Plans for a new centre to help tackle poverty and social deprivation in Coleraine have been outlined to Communities Minister Paul Givan.
During his visit to Vineyard Compassion the minister also heard first-hand from some who have benefitted from the range of services.
Ricky Wright, chief Executive Vineyard Compassion, explained that during 2015 over 7,000 support sessions were provided to people in need through a team of 295 volunteers. Last year volunteers contributed almost 14,500 hours to the community.

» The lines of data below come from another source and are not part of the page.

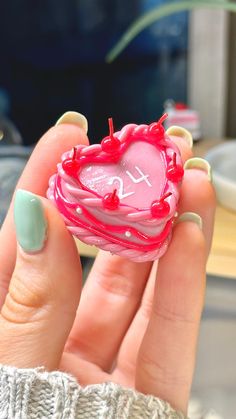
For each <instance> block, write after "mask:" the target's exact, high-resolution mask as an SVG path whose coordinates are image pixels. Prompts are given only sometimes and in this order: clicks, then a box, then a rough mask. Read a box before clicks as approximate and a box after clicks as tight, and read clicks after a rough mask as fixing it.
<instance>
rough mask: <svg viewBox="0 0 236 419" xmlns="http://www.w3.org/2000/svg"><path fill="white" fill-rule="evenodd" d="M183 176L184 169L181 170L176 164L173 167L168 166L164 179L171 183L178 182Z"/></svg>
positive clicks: (181, 167)
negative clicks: (164, 177)
mask: <svg viewBox="0 0 236 419" xmlns="http://www.w3.org/2000/svg"><path fill="white" fill-rule="evenodd" d="M183 175H184V169H183V168H182V166H180V164H176V165H175V166H174V165H173V164H170V166H169V167H168V168H167V172H166V177H167V179H169V180H170V181H171V182H175V183H178V182H180V181H181V179H182V177H183Z"/></svg>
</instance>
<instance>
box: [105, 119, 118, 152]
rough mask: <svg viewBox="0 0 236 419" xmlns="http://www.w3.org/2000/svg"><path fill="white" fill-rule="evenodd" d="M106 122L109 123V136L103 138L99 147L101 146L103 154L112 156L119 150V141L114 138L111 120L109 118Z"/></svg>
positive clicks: (113, 133)
mask: <svg viewBox="0 0 236 419" xmlns="http://www.w3.org/2000/svg"><path fill="white" fill-rule="evenodd" d="M108 122H109V129H110V134H109V136H108V137H105V138H104V139H103V140H102V142H101V146H102V151H105V153H109V154H113V153H116V152H117V151H118V150H119V148H120V140H118V138H116V137H114V127H113V121H112V118H109V119H108Z"/></svg>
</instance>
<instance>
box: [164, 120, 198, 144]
mask: <svg viewBox="0 0 236 419" xmlns="http://www.w3.org/2000/svg"><path fill="white" fill-rule="evenodd" d="M166 134H167V135H173V136H174V137H180V138H182V139H183V140H185V141H186V143H187V144H188V146H189V147H190V148H192V147H193V137H192V134H191V133H190V132H189V131H188V130H186V129H185V128H182V127H178V126H177V125H173V126H172V127H170V128H168V130H167V131H166Z"/></svg>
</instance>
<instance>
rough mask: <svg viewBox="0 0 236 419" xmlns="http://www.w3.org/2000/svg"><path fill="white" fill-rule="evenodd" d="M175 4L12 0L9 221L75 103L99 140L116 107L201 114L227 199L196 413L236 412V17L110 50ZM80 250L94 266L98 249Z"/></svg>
mask: <svg viewBox="0 0 236 419" xmlns="http://www.w3.org/2000/svg"><path fill="white" fill-rule="evenodd" d="M190 1H191V0H190ZM221 1H222V3H223V0H216V2H215V3H220V2H221ZM211 2H212V3H214V1H213V0H212V1H211ZM166 3H168V4H169V3H171V1H165V0H129V1H125V0H112V1H111V0H41V1H40V2H32V1H29V0H17V1H15V2H14V5H13V3H12V2H0V16H1V25H0V39H1V41H0V45H1V65H0V223H1V222H2V221H3V219H4V217H5V213H6V210H7V208H8V205H9V202H10V199H11V196H12V193H13V189H14V186H15V184H16V181H17V179H18V177H19V175H20V173H21V171H22V169H23V167H24V165H25V163H26V161H27V159H28V157H29V155H30V153H31V151H32V148H33V147H34V145H35V143H36V142H37V141H38V139H39V138H40V136H41V135H42V134H43V133H44V132H45V131H46V130H47V129H48V128H49V127H50V126H52V125H54V124H55V122H56V121H57V119H58V118H59V117H60V116H61V115H62V114H63V113H64V112H65V111H68V110H73V111H78V112H82V113H83V114H85V116H86V117H87V119H88V121H89V137H90V140H91V143H96V142H100V141H101V139H102V138H103V137H104V136H105V135H106V134H107V118H108V117H110V116H112V117H113V118H114V124H115V128H116V129H119V128H121V127H122V126H123V125H124V124H126V123H130V122H135V123H150V122H152V121H154V120H156V119H158V118H159V117H160V116H161V114H162V113H163V110H164V107H165V105H166V101H168V100H169V102H168V104H170V103H171V107H172V112H176V113H175V117H177V118H178V117H179V116H180V120H181V114H179V113H178V111H180V112H181V111H185V112H186V111H188V112H190V114H188V115H189V118H190V120H192V123H193V124H197V125H198V128H199V132H200V134H199V135H198V138H196V140H197V141H196V143H195V145H194V153H195V155H196V156H205V155H206V154H207V156H208V157H209V161H210V162H211V164H212V167H213V177H214V182H215V186H216V188H217V197H218V201H219V205H218V208H217V215H216V228H215V235H214V240H213V249H212V253H211V256H210V259H209V263H208V267H207V272H208V286H207V300H206V309H205V312H204V316H203V321H202V328H201V336H200V345H199V352H198V363H197V372H196V376H195V381H194V385H193V396H192V402H191V406H190V407H191V412H190V413H191V414H190V417H191V418H192V419H200V418H203V417H204V418H208V419H210V418H212V419H213V418H218V419H219V418H226V419H235V417H236V415H235V411H236V364H235V355H234V354H235V352H236V351H235V349H236V311H235V307H236V282H235V281H234V279H236V212H235V211H236V170H235V168H236V146H235V141H233V139H234V138H236V118H235V110H236V78H235V74H236V42H235V41H236V29H235V28H236V25H235V23H236V18H235V16H236V15H234V14H231V13H229V12H226V11H223V10H220V9H219V10H212V9H205V8H204V9H203V8H199V10H194V11H192V12H187V11H183V12H181V13H176V14H173V15H171V16H169V17H166V18H163V19H161V20H160V21H158V22H156V23H154V24H152V25H151V26H149V27H148V28H146V29H145V30H144V31H143V32H142V33H140V34H139V35H138V36H137V37H136V38H135V39H134V40H133V41H132V42H131V43H130V45H129V46H128V47H127V49H125V50H124V51H123V52H122V54H121V55H119V57H118V58H117V59H116V60H115V61H113V62H112V63H110V64H108V63H107V62H106V60H105V57H106V55H107V53H108V52H109V51H110V49H111V48H112V47H113V46H114V45H115V44H116V43H117V41H118V40H119V39H120V37H121V35H122V34H123V33H124V32H125V30H126V29H127V28H128V27H129V25H130V24H131V23H132V22H134V21H135V19H137V18H138V17H140V16H141V15H142V14H143V13H146V12H148V11H151V10H152V8H154V7H156V6H158V5H159V6H161V5H164V4H166ZM172 3H178V1H173V2H172ZM232 3H234V2H232ZM170 100H171V102H170ZM176 104H177V105H176ZM168 106H169V105H168ZM191 112H193V113H192V114H191ZM191 118H192V119H191ZM193 121H195V122H193ZM195 128H196V127H195ZM217 147H221V149H220V151H219V149H218V148H217ZM228 149H230V151H229V152H228V151H227V150H228ZM212 150H213V156H212ZM215 150H216V154H217V153H218V154H217V156H218V157H217V158H216V159H215V157H214V156H215V154H214V151H215ZM217 150H218V151H217ZM209 153H210V154H209ZM227 153H228V154H227ZM222 156H224V157H222ZM45 158H46V156H45ZM214 159H215V160H214ZM218 175H219V177H220V182H221V183H220V187H219V185H218V183H217V179H218V177H217V176H218ZM222 178H223V184H222ZM222 185H223V186H222ZM218 187H219V189H218ZM222 193H223V195H222ZM80 251H81V253H82V254H83V255H84V258H83V264H84V267H85V272H88V271H89V267H90V264H91V262H92V257H93V256H94V254H95V253H96V252H94V250H91V249H87V248H84V247H83V246H82V247H81V248H80ZM85 275H86V274H85Z"/></svg>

Mr Wright highlighted how previous departmental funding helped its supported volunteer programme and an online database. He shared plans. currently with council, to build a new Vineyard Compassion Centre which would bring together all projects across the 10-acre site under one roof and described how this would help tackle crisis needs and the root causes of poverty in the Causeway Coast and Glens area.
A former CAP (Christians Against Poverty) debt client spoke passionately of how the organisation had helped her deal with debt and life controlling issues. She said that without Vineyard Compassion she wouldn’t be here today. Now debt free, she has recently become one of Vineyard Compassion’s trained Debt Coaches.
Mr Givan toured projects including the Foodbank, Grow allotment, Vineyard Market and the Link, which offers a variety of work placements designed to increase clients’ skills and employability.
Vineyard Compassion said it looks forward to welcoming Mr Givan back to the new centre in the future.